Enchidos, presuntos, doces, compotas, tudo é feito pela família. Na lista podemos encontrar as vitelas e os cabritos assados, os bacalhaus fritos, as cabidelas, os ranchos e as feijoadas de feijoca, mas são coisas aparentemente mais simples que dão o prazer profundo daquilo que não existe noutro lado: como os milhos. Esta obra de arte da cozinha pobre faz-se com milho moído, mas não em farinha. Cozinham-se com refogado de azeite e cebola e seguem-se os passos da feitura de qualquer arroz, só que com o triplo da água porque demora mais tempo a cozer. Podem-se acrescentar espigos de couve ou grelos de nabo. A chegada à mesa das travessas fumegantes dos milhos e dos pratos com alheiras, sangueiras, linguiças, fatias de lombo e costelinhas, tudo de porco e tudo assado na brasa provoca momentos de ansiedade porque tudo se quer provar ao mesmo tempo e, depois momentos de medo porque se teme já não se conseguir comer mais.

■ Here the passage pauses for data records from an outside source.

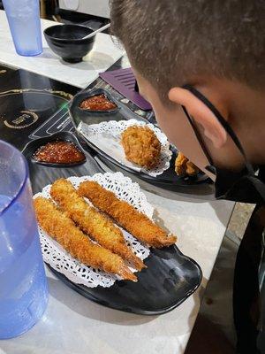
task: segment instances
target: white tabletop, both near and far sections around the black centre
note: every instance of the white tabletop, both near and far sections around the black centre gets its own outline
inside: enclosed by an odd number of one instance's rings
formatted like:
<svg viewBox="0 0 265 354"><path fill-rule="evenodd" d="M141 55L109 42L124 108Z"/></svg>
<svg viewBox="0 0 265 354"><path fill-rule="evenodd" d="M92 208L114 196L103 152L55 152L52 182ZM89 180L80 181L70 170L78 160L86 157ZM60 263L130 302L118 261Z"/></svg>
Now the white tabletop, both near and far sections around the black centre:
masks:
<svg viewBox="0 0 265 354"><path fill-rule="evenodd" d="M42 21L43 27L50 24ZM91 62L87 58L86 63L79 65L63 64L47 47L42 56L19 57L12 48L3 13L0 13L0 45L0 62L79 87L87 85L98 70L106 69L120 55L108 35L97 35ZM184 353L234 204L154 189L145 182L140 185L155 207L155 219L178 235L178 248L200 264L203 272L200 289L172 312L146 317L95 304L66 287L47 269L47 311L27 334L0 341L1 354Z"/></svg>

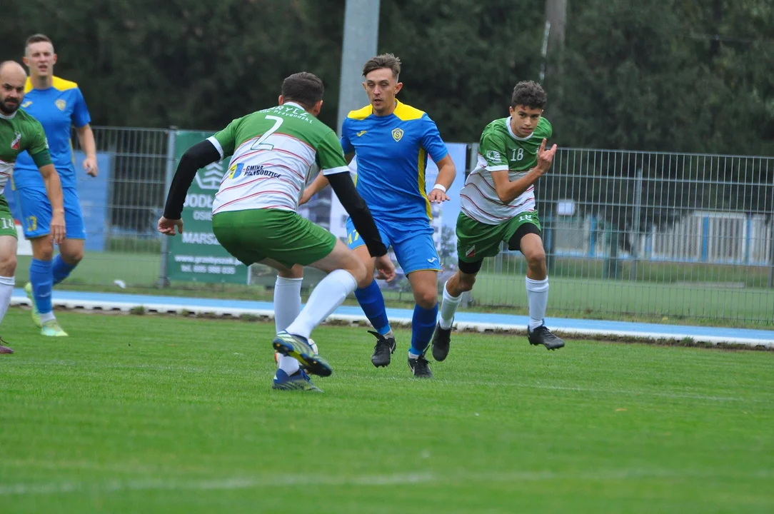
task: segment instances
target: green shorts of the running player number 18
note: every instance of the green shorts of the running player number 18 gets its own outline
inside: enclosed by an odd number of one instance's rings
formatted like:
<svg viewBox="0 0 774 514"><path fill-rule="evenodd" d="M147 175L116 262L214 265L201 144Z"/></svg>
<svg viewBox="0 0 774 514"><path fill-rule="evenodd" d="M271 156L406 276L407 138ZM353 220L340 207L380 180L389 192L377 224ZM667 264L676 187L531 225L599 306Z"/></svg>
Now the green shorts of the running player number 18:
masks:
<svg viewBox="0 0 774 514"><path fill-rule="evenodd" d="M537 211L522 212L501 224L481 223L465 214L457 217L457 258L462 262L478 262L500 252L500 242L509 242L522 224L531 223L540 230Z"/></svg>

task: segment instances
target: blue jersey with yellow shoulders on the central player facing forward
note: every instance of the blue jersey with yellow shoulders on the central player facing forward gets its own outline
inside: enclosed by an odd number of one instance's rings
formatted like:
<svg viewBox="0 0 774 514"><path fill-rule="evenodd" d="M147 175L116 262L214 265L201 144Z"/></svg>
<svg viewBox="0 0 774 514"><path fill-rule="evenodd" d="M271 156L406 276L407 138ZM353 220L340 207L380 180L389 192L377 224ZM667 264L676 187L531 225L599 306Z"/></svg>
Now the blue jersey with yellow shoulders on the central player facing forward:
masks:
<svg viewBox="0 0 774 514"><path fill-rule="evenodd" d="M437 163L448 150L425 112L401 102L389 116L374 115L371 105L351 111L341 146L358 159L358 193L374 218L430 221L427 156Z"/></svg>

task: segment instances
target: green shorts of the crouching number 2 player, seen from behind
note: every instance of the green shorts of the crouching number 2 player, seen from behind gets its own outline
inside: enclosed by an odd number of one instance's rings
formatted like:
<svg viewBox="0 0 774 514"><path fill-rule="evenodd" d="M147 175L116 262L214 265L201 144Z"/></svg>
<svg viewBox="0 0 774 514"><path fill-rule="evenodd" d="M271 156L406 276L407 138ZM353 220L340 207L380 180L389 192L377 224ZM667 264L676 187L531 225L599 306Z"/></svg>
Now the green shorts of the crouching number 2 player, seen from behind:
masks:
<svg viewBox="0 0 774 514"><path fill-rule="evenodd" d="M307 266L333 251L336 236L293 211L249 209L212 217L217 241L245 266L274 259L288 268Z"/></svg>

Nesta casa, onde quase toda a gente se cumprimenta, vêm-se às vezes uns clientes jovens de diferentes tons de pele desde o branco até ao escurinho ou negro, falando pouco e em línguas estranhas, quase sempre de olhar triste e perdido. Voz amiga informou que são búlgaros, romenos, angolanos ou brasileiros, de sua profissão jogadores de futebol, sem possibilidades de ter a família com eles e com os salários em atraso como tantos outros trabalhadores destes país. Neste Aprígio, encontram um porto de abrigo, esperando uma solução, um emigrante que volte rico, ou um presidente da Câmara a cumprir promessas eleitorais. O Sr Toninho faz de conta que não convida, mas convida.
Nem todos neste mundo do pontapé na bola são Figos e Ruis Costas, Ronaldos e Ronaldinhos. Há muita esperança morta e poucos Aprígios vivos.
Sai-se de Trás-do-Calvário, passa-se em frente do Calvário, casaco bem apertado, cachecol bem enrolado e caminha-se pelas ruas desertas e o ar gelado. Mete-se este ar frio pelo nariz e cheira bem, sabe bem. Munidos de um copo de vidro grosso, várias pessoas vindas de direcções diferentes dirigem-se silenciosa e estranhamente para a pequena cova de granito donde sai fumegante e permanente uma água bastante quente: são as águas das Caldas. Cada um enche o copo, espera uns momentos para que baixe a temperatura e bebe. Remédio santo: álcool mau, gordura boa, excessos de Natal, desgostos do Ano Velho, tudo, mas tudo, volta ao bom caminho. Digestões suaves, vapores etílicos desaparecidos, ideias claras e sensatas.
Viva a água das Caldas!
Mas numa manhã próxima, talvez já no dia seguinte, o Nestor tem que voltar a Toulouse, o Luís a Palmela, o Mário ao Algarve, o Zé Carlos ao Maputo e este ao Canadá e aquele ao Brasil. E todos, todos se vão.
Todos não! Fica gente que luta por uma vida melhor para estas terras de Chaves, de Bragança, de Mirandela, da Guarda, e de tantos sítios deste interior cada dia mais deserto e abandonado. Fica gente que espera que de novo estas terras sejam cultivadas, que estas florestas não ardam no Verão, que estes sabores não sejam todos destruídos pelas directivas que vêm de Bruxelas.
Fica gente como vocês Marília, Maximino, e tantos outros que palmo a palmo, luta a luta, verso a verso, farão diariamente o caminho que outros irão seguir. Até que uma pessoa, qualquer pessoa, não seja empurrada da sua terra para buscar uma vida digna no Porto, Lisboa, Frankfurt, Toronto ou São Paulo.
Como disse aquele menino com o peito cheio de ar frio e puro, entalado no banco traseiro de um Peugeot caminho de França: Era tão bom morar aqui e ir de férias a Paris de vez em quando, não era mãe?